Sorting YouTube playlists from the command line
A while ago, I published pl-sort, a web app that enables users to sort YouTube playlists based on various metrics such as views, likes/comments count, and more. Initially, creating this tool was not my goal. I simply wanted to sort a playlist. Here is the method I used, which involves a single bash oneliner using standard command line tools.
Suppose we want the videos in this playlist sorted by their view counts in this format:
[
{
"title": "The essence of calculus",
"views": 7340027
},
{
"title": "The other way to visualize derivatives | Chapter 12, Essence of calculus",
"views": 3339209
},
...
]
We can do this using tools that are readily available on most Unix-like systems:
curl
: A command line HTTP client used to send requests to endpoints.jq
: A JSON processor that lets you transform JSON data into desired format with a powerful syntax. We will use jq to transform the response into the output format we want and sort the output by various keys. If your system doesn't have jq installed, see jq's installation guide.xargs
: Commands likegrep
orawk
can take input from command line arguments as well asstdin
(output from one command can be piped into them as input) butcurl
can only take input as arguments. We will use xargs to take each video ID from the playlist, contruct an endpoint that we can send requests to, and pass it as an argument for curl.

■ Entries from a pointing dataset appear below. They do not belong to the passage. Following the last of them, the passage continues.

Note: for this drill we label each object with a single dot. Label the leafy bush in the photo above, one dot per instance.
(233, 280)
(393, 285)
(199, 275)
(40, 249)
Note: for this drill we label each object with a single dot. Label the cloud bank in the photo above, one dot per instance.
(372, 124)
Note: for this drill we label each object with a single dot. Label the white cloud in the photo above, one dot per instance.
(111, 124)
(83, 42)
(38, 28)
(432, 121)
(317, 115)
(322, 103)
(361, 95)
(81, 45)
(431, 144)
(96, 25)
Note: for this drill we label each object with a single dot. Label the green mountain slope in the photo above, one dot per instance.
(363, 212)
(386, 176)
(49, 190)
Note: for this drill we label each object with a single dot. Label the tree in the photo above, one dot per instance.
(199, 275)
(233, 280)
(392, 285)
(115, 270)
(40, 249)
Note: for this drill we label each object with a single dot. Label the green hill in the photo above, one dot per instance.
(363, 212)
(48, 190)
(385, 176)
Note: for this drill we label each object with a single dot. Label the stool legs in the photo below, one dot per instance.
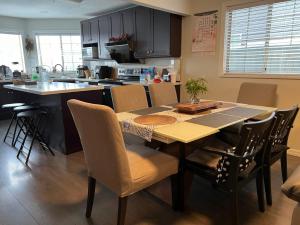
(9, 127)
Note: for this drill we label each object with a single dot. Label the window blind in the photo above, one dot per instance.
(263, 39)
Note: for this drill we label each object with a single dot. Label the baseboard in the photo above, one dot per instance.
(294, 152)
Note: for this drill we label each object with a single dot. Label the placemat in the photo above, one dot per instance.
(243, 112)
(215, 120)
(150, 110)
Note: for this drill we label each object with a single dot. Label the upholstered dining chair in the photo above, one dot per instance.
(277, 146)
(124, 171)
(228, 167)
(163, 94)
(257, 94)
(129, 97)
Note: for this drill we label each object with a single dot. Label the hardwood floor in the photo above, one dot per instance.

Because of how YouTube's Data API v3 works, we cannot get all the information about every video in a playlist in a single request. First, we need to hit the playlistItems endpoint to get the relevant video IDs, then call the videos endpoint for each ID for details.
Before you begin, obtain an API key from Google Developer Console for YouTube Data API. Then set it as an environment variable by running the following command:
# Don't add any spaces around the = sign
$ export YT_KEY="your api key"
# Add these as well in order to shorten our command
$ export YT_API="https://www.googleapis.com/youtube/v3"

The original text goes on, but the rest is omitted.